6.7 Conclusions

I showed that estimates of regression coefficients, frailty variance, and difference in expectation of life are relatively insensitive to misspecification of the frailty distribution of the model. Conversely, misspecifying the baseline hazard has serious consequences as it impacts both relative and absolute measures of risk, and estimates of heterogeneity. This seems to be particularly important with respect to the regression coefficients, as bias on the log-hazard ratio scale of up to 0.13 corresponds to a difference of approximately 15% on the relative risk scale, a clinically meaningful difference. All models seemed to produced biased estimates of the frailty variance, which may be due to the small number of cluster examined here; exploring additional scenarios will provide a greater insight on the topic. The bias in the difference of 5-years expectation of life seems to be less clinically relevant (bias up to 1.5 months), but it is something to bear in mind nonetheless.
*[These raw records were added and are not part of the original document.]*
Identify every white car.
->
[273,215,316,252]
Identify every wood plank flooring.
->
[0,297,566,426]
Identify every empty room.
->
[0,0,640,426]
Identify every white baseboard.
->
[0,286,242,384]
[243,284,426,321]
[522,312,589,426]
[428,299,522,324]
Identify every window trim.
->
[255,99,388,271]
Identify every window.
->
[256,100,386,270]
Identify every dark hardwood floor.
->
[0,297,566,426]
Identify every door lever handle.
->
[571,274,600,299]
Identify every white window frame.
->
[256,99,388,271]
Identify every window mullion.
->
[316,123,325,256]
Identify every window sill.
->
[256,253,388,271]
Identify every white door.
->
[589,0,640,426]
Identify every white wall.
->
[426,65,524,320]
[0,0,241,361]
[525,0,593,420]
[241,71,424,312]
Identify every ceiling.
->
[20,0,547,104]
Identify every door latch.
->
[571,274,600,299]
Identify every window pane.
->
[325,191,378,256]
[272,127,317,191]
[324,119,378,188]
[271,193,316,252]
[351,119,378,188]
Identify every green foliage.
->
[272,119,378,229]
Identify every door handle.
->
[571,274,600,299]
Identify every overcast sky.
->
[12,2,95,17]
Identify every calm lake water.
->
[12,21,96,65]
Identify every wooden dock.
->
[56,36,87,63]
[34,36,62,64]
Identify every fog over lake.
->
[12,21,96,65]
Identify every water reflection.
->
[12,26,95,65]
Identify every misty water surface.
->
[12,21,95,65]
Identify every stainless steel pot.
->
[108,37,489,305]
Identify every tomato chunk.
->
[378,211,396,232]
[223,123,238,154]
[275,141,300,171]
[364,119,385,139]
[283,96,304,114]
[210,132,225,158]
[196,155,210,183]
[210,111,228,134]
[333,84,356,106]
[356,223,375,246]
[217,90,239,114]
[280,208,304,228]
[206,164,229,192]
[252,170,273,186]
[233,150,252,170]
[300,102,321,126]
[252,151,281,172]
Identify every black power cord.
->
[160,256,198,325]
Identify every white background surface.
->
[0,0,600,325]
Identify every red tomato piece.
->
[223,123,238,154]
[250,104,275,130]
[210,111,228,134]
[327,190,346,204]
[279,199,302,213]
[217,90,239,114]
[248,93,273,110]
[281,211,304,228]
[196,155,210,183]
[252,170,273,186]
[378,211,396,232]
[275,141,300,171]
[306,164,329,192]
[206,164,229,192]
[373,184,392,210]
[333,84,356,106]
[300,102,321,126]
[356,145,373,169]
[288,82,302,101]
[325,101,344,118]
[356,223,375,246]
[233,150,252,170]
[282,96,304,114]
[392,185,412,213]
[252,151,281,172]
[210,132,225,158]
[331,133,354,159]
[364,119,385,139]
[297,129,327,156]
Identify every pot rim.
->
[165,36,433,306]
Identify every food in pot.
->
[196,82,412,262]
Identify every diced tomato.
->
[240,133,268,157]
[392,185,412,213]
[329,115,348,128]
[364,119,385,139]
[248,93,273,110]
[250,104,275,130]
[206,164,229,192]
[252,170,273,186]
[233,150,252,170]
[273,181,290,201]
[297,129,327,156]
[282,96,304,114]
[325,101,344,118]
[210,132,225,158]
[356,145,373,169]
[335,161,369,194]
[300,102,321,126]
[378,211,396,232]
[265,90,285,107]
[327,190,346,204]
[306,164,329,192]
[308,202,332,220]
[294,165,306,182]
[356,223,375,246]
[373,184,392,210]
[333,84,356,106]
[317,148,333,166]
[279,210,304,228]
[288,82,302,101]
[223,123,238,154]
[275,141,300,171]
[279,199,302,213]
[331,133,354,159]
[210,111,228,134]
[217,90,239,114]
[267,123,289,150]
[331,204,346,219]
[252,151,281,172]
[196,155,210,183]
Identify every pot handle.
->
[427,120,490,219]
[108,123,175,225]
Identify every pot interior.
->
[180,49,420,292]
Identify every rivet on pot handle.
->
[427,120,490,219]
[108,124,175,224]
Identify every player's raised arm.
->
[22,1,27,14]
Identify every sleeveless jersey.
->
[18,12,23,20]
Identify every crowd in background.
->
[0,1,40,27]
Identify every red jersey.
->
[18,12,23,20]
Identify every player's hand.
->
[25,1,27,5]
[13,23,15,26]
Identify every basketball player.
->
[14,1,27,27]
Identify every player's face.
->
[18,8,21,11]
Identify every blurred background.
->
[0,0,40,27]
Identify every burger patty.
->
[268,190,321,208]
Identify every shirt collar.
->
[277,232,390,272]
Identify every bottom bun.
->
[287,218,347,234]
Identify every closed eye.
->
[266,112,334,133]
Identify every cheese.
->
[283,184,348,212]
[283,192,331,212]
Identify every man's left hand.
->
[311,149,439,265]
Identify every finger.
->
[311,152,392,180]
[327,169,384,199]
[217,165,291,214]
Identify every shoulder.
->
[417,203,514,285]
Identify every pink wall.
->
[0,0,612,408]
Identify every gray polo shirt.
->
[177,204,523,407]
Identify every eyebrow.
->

The fully parametric models perform well (as expected) when well specified, but relatively simple hazard forms may be too restrictive and unrealistic in practice; conversely, flexible parametric models showed robustness to all different shapes of the baseline hazards and generally performed best, even compared to the Cox model. Further to that, this robustness seemed to be independent of the number of knots for modelling the baseline hazard and on the estimation method (full or penalised likelihood).